On an average day, roughly 40,000 clients connected to Tors servers. In the run-up to the Russian invasion, the number of users from Ukraine rose to a peak of 150,000 users within days, according to figures from the service. Tor has taken the number of directly connected clients for its stats and does not include users connecting through a non-public bridge server; in the case of Ukraine, the number of users through such a connection is negligible.
Bridge connections make it possible for blocked users to still establish a redirected Internet connection via Tor relays. That has become even more relevant in Russia in recent months. Under Putin’s rule, the use of the Tor Project was banned in late December, Reuters reported at the time. According to the Russian authorities, the use of the anonymized internet service made it possible to “access illegal content”.
Since Tor was banned in the country, the number of users has halved.

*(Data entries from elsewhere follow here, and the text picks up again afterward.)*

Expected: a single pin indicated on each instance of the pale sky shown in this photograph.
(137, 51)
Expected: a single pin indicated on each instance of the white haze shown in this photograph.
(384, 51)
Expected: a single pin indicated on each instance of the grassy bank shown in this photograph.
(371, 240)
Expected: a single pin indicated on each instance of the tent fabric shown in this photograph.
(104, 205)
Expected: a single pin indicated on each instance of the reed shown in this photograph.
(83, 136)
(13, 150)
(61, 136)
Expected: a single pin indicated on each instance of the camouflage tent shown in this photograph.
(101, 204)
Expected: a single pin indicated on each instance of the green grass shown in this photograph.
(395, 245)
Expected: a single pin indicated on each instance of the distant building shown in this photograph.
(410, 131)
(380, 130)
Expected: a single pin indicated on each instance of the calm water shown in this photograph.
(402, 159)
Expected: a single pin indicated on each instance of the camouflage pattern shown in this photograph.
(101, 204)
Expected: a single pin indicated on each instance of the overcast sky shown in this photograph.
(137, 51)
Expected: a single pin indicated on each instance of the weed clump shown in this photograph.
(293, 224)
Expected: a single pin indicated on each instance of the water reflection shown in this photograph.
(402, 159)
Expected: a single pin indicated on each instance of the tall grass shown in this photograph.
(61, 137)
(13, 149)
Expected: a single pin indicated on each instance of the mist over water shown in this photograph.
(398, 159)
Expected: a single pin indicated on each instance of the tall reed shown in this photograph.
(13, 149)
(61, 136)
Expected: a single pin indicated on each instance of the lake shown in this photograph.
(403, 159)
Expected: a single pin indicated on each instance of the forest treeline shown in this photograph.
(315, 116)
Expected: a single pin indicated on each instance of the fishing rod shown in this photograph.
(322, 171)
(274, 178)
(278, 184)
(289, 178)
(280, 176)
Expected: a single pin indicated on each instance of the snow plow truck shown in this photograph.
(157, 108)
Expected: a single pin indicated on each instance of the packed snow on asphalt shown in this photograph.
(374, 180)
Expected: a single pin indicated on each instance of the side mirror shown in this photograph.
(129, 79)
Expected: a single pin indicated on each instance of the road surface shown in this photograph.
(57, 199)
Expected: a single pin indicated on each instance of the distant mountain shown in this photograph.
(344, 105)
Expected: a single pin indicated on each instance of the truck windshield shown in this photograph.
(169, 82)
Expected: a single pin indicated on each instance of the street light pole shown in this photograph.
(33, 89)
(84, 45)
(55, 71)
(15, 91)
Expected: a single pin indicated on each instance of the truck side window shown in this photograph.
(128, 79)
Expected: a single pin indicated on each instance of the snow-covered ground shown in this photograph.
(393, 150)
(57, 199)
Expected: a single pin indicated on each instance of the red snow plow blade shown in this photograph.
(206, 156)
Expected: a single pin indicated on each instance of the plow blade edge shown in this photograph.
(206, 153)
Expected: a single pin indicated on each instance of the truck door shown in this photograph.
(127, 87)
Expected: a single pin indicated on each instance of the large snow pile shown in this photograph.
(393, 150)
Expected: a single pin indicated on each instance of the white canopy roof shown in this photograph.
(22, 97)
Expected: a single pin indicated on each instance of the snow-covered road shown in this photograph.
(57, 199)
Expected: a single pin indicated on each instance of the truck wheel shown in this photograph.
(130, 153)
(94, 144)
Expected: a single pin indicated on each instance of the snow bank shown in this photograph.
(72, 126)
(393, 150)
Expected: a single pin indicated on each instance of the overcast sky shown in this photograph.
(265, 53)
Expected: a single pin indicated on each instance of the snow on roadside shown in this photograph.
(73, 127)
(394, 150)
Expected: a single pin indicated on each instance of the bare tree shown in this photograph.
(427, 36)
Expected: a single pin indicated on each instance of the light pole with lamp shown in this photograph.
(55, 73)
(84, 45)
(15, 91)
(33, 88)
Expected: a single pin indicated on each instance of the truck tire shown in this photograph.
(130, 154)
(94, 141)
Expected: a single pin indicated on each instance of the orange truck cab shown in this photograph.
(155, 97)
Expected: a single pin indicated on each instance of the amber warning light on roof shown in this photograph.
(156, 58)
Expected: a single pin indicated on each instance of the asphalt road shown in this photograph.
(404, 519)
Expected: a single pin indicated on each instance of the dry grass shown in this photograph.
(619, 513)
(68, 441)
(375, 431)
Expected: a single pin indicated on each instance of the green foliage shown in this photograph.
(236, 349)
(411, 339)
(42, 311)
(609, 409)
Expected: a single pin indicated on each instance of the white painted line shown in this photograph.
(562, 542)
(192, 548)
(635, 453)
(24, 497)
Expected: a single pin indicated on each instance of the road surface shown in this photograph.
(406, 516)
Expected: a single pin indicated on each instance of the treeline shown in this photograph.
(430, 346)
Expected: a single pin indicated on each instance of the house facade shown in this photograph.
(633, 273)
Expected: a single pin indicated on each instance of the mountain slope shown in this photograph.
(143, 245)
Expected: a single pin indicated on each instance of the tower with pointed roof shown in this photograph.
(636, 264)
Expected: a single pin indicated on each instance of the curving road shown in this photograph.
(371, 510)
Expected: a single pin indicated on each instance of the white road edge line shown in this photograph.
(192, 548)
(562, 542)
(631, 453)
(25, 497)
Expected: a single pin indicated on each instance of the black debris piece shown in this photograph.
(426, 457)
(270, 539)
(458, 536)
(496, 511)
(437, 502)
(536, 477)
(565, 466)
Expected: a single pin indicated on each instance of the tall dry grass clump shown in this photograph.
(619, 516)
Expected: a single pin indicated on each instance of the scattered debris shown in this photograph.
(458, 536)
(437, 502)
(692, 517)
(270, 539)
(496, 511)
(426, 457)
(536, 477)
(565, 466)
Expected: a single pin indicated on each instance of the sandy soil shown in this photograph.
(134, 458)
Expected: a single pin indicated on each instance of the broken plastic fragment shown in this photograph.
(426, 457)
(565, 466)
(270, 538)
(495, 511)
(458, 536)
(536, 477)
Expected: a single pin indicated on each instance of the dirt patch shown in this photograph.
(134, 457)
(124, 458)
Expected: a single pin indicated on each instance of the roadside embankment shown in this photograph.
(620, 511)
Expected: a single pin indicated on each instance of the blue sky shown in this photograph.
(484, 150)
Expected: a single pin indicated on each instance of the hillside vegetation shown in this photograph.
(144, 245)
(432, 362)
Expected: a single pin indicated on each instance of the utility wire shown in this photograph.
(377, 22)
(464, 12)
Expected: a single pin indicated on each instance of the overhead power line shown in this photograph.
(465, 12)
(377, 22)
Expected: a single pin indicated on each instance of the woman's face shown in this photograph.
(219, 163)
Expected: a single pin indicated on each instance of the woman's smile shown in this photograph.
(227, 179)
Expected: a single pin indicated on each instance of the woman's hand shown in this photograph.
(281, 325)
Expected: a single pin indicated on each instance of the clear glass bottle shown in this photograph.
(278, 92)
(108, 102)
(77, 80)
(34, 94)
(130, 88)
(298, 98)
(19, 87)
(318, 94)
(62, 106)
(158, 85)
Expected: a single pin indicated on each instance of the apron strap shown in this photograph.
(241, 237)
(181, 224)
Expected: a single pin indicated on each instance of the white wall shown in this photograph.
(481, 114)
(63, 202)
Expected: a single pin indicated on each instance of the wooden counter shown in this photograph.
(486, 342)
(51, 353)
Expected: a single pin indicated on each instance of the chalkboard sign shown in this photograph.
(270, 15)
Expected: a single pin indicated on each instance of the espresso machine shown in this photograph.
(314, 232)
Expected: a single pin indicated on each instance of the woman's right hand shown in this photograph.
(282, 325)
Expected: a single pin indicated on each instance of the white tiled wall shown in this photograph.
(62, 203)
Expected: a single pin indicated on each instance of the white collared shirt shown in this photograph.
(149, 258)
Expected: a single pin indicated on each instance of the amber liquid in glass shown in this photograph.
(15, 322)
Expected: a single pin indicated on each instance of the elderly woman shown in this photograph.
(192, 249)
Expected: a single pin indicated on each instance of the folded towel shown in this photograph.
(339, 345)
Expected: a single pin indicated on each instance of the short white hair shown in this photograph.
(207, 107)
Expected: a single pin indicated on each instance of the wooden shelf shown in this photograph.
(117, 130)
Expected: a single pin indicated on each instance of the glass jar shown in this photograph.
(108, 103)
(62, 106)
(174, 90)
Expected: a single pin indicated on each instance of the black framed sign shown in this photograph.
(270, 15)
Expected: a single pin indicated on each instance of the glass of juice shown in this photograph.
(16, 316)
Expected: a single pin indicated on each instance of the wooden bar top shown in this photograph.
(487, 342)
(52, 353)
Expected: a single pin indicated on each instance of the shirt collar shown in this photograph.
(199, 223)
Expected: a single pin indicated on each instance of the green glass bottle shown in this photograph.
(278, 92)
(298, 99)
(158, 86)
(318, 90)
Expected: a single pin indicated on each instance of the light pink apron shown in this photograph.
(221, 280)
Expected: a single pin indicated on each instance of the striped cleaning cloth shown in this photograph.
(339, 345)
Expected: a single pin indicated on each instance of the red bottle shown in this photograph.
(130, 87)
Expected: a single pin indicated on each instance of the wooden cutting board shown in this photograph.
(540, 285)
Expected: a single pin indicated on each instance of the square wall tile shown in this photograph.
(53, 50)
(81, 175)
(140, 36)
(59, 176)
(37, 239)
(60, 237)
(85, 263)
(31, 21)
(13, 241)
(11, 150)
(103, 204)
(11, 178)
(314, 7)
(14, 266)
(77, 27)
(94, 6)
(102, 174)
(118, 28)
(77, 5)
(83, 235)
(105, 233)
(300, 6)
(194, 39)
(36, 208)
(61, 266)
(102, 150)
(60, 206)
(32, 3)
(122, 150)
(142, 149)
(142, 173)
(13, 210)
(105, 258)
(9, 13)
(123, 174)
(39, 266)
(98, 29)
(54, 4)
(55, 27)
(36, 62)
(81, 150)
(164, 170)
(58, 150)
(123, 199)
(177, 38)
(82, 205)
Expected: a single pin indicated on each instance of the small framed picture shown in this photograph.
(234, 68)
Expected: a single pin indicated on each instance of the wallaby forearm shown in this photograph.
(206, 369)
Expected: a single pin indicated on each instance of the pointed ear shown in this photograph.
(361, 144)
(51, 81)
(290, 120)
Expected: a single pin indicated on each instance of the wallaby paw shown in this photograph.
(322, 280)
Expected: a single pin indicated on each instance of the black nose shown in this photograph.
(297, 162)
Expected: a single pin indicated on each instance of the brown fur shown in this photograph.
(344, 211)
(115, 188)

The fact that more than 150,000 clients are still using the service is at least partly due to a Russian blog post in which the nonprofit explains how users can bypass the blockade over a bridge connection. That clearly worked, because Tor registered an average of more than 10,000 bridge users before the blockade and between 27,000 and 47,000 after the blockade.
In its own words, Tor basically does not register how many users it gets from specific countries. The nonprofit makes an approximation of the number of users based on the amount of clients making requests to update directories. Only a portion of all directory requests contain anonymized information about the country from which the user is sending a request.